# Pick Me Up



## RhoKappa

This is a very simple expression I cannot find in any of my textbooks.  I know that the verb заидти means to go pick something up, but I do not think this verb is correct in the context of wanting a driver to pick you up.  Here are some very simple examples.

1. Tanya just flew in and called Yuri.  "Yuri, come pick me up at the airport!"
2. Konstantin always picks me up at the train station.

Как сказать по-русски?


----------



## Budspok

1. .....приЕдь заберИ менЯ из аэропОрта.
2. ....всегдА забирАет/ захвАтывает/ подбирАет менЯ со стАнции.


----------



## Q-cumber

We usually say: "Встреть/встречай меня в аэропорту! Ты меня встретишь в Шереметьево?"
Константин всегда встречает меня на/у станции.


.....приЕдь заберИ менЯ из аэропОрта." doesn't sound that smooth to me, whilst "забери меня с работы" is fine.


----------



## Vadim K

Q-cumber said:


> We usually say: "Встреть/встречай меня в аэропорту! Ты меня встретишь в Шереметьево?"
> Константин всегда встречает меня на/у станции.

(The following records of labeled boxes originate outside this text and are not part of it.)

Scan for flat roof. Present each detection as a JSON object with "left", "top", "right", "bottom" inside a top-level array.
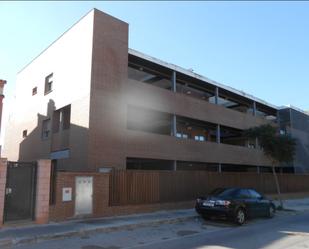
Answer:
[{"left": 129, "top": 48, "right": 279, "bottom": 110}]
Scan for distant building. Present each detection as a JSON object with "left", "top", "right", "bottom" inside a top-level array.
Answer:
[{"left": 5, "top": 10, "right": 306, "bottom": 171}]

I think that the phrase "_встреть меня/встреча́й меня _" are mainly used in Russian for future events. So in my opinion it can hardly be used in the first sentence where the girl already "_flew in_". I would say "_забери́ меня_" in the first sentence. And I would say "_встреча́ет меня_" in the second one.


----------



## Vovan

"Прие́дь" и "прие́хай" не считаются литературными формами в русском языке, согласно Орфоэпическому словарю русского языка Института русского языка АН СССР (1988).
(Translation: "Прие́дь" and "прие́хай" are substandard in Russian.)



RhoKappa said:


> Tanya just flew in and called Yuri. "Yuri, come pick me up at the airport!"


(Ты) мо́жешь прие́хать за мной в аэропо́рт?
(Ты) можешь забра́ть меня из аэропо́рта?
(Ты) можешь приехать (и) забрать меня из аэропорта?
Я (уже) в аэропорту́! Приезжа́й!
Я прилете́л(а)! Приезжа́й!​


RhoKappa said:


> Konstantin always picks me up at the train station.

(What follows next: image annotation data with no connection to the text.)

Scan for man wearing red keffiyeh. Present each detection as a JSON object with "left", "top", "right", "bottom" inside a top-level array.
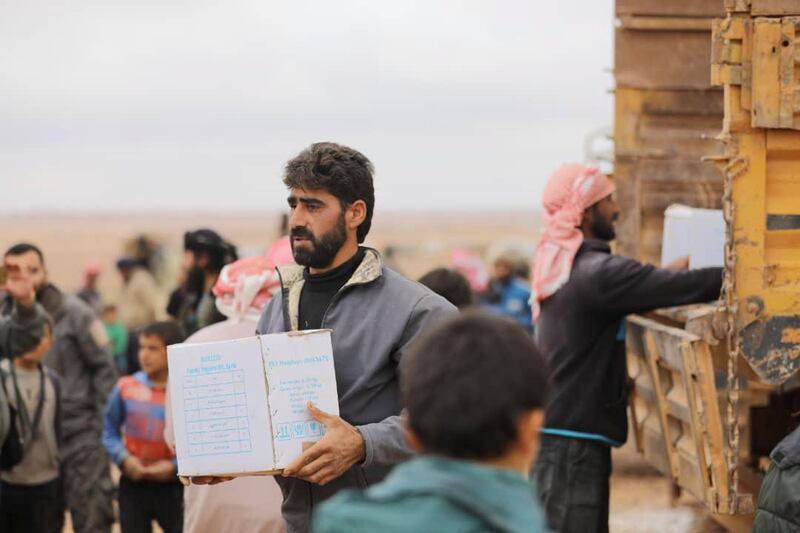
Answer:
[{"left": 531, "top": 164, "right": 722, "bottom": 532}]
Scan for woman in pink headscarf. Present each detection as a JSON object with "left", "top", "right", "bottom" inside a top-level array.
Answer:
[
  {"left": 531, "top": 163, "right": 616, "bottom": 320},
  {"left": 164, "top": 247, "right": 291, "bottom": 533}
]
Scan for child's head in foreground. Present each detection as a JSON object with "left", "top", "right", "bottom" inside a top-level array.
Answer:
[
  {"left": 139, "top": 322, "right": 186, "bottom": 381},
  {"left": 402, "top": 311, "right": 549, "bottom": 473}
]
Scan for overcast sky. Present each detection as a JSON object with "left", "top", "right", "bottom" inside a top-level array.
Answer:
[{"left": 0, "top": 0, "right": 613, "bottom": 213}]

Константи́н всегда́ приезжа́ет за мной на (железнодоро́жный) вокза́л.​


----------



## AlexSh

If you want to ask your *driver* to pick you up, say "*заедь *за мной".


----------



## Vovan

"Зае́дь" и "зае́хай" не считаются литературными формами в русском языке, согласно Орфоэпическому словарю русского языка Института русского языка АН СССР (1988).
(Translation: "Зае́дь" and "зае́хай" are substandard in Russian.)


----------



## AlexSh

Vovan said:


> "Зае́дь" и "зае́хай" не считаются литературными формами в русском языке, согласно Орфоэпическому словарю русского языка Института русского языка АН СССР (1988).
> (Translation: "Зае́дь" and "зае́хай" are substandard in Russian.)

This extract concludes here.